先日、NHKのラジオ深夜便を聴いていると女優の吉行和子さんが102歳になられたお母様の吉行あぐりさんのことを話していらっしゃいました。
あぐりさんは10年程前のNHK朝の連続テレビ小説「あぐり」でおなじみになられた方で97歳まで現役の美容師さんをされ、現在もお元気で和子さんを叱咤激励されていらっしゃるとのこと。
そう言われて、周りを見渡すと90歳以上でお元気な方があちこちで目にとまります。
20年ほど前、東大のお医者さんから人間の寿命は大体90歳位までと言われ、なるほど、80歳後半の声は聞くけど90歳の声は中々聞かないなと、妙に納得したのがつい昨日のように思い出されます。
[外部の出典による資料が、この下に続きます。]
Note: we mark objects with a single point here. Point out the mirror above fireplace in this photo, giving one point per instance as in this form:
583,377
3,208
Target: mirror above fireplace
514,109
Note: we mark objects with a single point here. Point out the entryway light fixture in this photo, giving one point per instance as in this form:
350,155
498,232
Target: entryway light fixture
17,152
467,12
事ほど左様に日本人の寿命は延び、かつて100歳のご葬儀は天寿を全うされたお祝いの席に取って代わられ、紅白のタオルを配り盛大に見送られたこともいつの間にか昔話のようにされてしまった感があります。
むしろ昨今では、ご高齢でお知り合いも少なくなってしまわれたから、できるだけ質素に家族だけで見送りたいという方が増えてきています。
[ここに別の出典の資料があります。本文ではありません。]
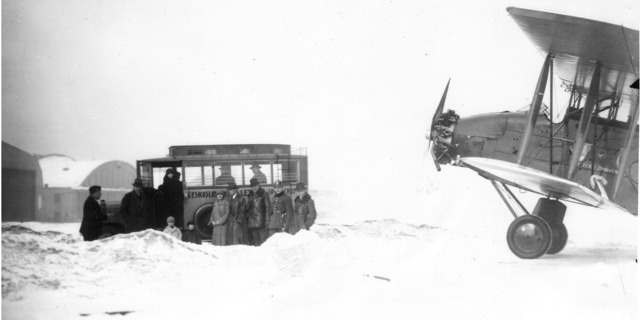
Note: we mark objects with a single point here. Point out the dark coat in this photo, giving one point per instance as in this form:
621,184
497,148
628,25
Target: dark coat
192,236
136,210
171,202
92,217
304,214
237,230
219,214
281,210
259,203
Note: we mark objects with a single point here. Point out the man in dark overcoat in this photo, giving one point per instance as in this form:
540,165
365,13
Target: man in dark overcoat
304,211
280,211
237,232
137,208
92,215
259,204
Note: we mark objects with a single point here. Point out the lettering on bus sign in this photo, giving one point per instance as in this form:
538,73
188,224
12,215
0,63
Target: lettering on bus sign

中には病院から直接火葬場に向かいそのまま荼毘に付されてしまう方もいらっしゃいますが、折角長く生きてきた最後が余韻に浸る間もなく、あまりに呆気なく終ってしまうのが残念です。
ご事情はあると思いますが、出来るだけ多くの方とお別れして、ゆっくりとあの世に行っていただくことは無理なのでしょうか。
高齢なのでもう・・・とネガティブにとらえるのではなく、高齢で今まで生きてこられたのだからとポジティブにとらえてお送りできないものだろうか。
高齢なのでもうという言葉を立て続けに聞くたびに、少しあまのじゃくな気持になってしまいます。